Anne’s fate was not necessary, Bettelheim contends. Many Jewish children survived the war by being sent off to live with Dutch families. “But for that she would have had to be separated from her parents,” he says, and “the main principle of the [Franks'] planning was to continue as much as possible with the kind of family life they were accustomed to.” They refused to “accept that going on with life as usual was… sometimes the most destructive of all attitudes.” Instead of teaching typical academic high school subjects to his children, Bettelheim suggests, Mr. Frank’s time would have better been spent showing them how to make a getaway if the Nazis came. And instead of buying provisions to create a pretense of normalcy, he says, the Franks should have bought a gun or two.
Back to the family
Bettelheim describes one of the alternatives to what he calls the “surrender to the death instinct” or the “principle of inertia”:
Many Jews in Poland who did not believe in life-as-usual survived the second world war. As the Germans approached, they left everything behind and fled to Russia.
This brought to mind the fact that other relatives, the family of Ezriel Kornmehl, escaped to the USSR — even though Ezriel had fought against Russia on the side of Poland only a few decades earlier.
I thought again about the members of my family who hid in Holland. I have no details about their experience but know that, happily, all four Beders and Schmerlings survived, unlike the Franks. But here’s an interesting fact. According to Elaine Schmerling, Gustel Schmerling, the son of Ferdinand and Nina and brother of Stella “wasn’t in the attic hiding, because he had already gone to Israel and helped the Hagganah smuggle Jews in.” She adds, “Why his parents and sister didn’t go is beyond me….but I guess they didn’t want to go, as many others didn’t.”

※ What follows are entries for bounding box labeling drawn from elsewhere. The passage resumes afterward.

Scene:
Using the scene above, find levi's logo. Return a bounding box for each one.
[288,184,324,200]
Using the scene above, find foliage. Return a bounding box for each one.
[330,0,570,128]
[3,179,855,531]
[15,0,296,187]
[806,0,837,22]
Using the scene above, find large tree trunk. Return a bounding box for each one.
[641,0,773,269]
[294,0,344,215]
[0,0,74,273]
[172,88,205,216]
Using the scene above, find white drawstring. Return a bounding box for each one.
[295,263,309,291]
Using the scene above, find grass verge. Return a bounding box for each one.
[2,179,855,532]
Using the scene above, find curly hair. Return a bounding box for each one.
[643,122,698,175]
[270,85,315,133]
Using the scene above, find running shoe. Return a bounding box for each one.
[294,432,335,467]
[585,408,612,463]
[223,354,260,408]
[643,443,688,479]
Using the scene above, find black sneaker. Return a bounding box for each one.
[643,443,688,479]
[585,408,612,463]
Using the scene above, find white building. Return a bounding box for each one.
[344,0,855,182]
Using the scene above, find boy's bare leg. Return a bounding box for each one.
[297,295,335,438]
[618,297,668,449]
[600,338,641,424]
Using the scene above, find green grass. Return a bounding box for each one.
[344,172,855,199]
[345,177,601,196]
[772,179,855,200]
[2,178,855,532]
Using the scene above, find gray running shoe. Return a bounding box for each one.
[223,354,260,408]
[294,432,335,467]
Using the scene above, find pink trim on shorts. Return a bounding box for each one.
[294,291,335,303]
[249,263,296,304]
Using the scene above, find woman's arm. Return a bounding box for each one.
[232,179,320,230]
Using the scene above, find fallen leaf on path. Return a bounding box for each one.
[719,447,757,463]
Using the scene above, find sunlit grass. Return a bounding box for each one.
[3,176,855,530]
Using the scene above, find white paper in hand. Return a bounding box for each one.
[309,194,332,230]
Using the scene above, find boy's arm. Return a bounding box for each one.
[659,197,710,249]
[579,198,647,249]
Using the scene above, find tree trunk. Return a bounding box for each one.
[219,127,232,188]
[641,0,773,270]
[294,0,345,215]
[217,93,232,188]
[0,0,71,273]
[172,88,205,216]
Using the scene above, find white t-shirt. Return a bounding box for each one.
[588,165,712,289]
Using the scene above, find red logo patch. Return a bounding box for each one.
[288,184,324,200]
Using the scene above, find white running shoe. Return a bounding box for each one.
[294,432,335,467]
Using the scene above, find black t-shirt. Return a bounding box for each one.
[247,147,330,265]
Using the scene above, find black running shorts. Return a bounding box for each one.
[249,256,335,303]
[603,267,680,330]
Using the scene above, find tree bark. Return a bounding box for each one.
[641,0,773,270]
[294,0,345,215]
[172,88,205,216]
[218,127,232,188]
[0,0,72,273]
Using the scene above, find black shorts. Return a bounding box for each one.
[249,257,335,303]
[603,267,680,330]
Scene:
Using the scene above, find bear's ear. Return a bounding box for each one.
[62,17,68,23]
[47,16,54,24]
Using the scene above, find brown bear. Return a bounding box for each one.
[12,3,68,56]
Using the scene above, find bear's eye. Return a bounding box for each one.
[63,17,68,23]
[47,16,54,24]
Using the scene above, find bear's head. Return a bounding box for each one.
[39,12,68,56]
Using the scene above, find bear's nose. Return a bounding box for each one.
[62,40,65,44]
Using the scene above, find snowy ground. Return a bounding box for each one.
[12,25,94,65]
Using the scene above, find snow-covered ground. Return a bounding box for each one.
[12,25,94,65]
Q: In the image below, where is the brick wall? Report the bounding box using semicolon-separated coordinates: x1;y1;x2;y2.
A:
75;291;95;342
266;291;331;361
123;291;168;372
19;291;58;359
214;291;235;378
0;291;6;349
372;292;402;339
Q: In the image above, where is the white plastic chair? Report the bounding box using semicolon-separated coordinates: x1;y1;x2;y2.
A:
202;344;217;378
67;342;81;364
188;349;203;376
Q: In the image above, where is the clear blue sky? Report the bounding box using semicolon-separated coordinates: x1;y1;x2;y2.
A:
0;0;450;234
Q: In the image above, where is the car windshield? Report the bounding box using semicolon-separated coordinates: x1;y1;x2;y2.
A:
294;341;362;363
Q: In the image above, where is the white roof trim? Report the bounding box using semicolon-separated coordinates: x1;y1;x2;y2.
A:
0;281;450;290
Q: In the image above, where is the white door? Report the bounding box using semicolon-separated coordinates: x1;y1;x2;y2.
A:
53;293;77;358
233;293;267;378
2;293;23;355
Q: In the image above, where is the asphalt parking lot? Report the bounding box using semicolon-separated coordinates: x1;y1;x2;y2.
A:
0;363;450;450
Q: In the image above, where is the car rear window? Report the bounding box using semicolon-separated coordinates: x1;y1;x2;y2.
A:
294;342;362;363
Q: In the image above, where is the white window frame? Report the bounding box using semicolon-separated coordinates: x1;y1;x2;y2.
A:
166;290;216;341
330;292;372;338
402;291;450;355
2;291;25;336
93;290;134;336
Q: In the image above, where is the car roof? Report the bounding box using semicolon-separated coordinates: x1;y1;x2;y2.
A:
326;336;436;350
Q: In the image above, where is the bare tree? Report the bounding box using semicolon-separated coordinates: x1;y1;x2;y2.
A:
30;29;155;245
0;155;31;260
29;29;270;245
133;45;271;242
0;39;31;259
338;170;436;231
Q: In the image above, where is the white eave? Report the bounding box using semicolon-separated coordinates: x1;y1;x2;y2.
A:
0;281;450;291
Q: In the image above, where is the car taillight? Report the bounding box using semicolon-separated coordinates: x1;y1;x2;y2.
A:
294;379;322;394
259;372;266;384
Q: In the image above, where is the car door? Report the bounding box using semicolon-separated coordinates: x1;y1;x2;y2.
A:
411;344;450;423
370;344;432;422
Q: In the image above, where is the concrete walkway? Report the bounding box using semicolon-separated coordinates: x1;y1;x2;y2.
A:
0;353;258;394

That’s pretty much the same question that Bettelheim asks.
And then something else occurred to me. I’d always thought of my grandparents’ fate as pure tragedy — and of course the fact that they died in concentration camps, when they were on the verge of being saved by their children, is horrible. But I realize now that they made smart — and brave — choices, to split up their families and send their children abroad. If they hadn’t done that, I wouldn’t be writing this essay.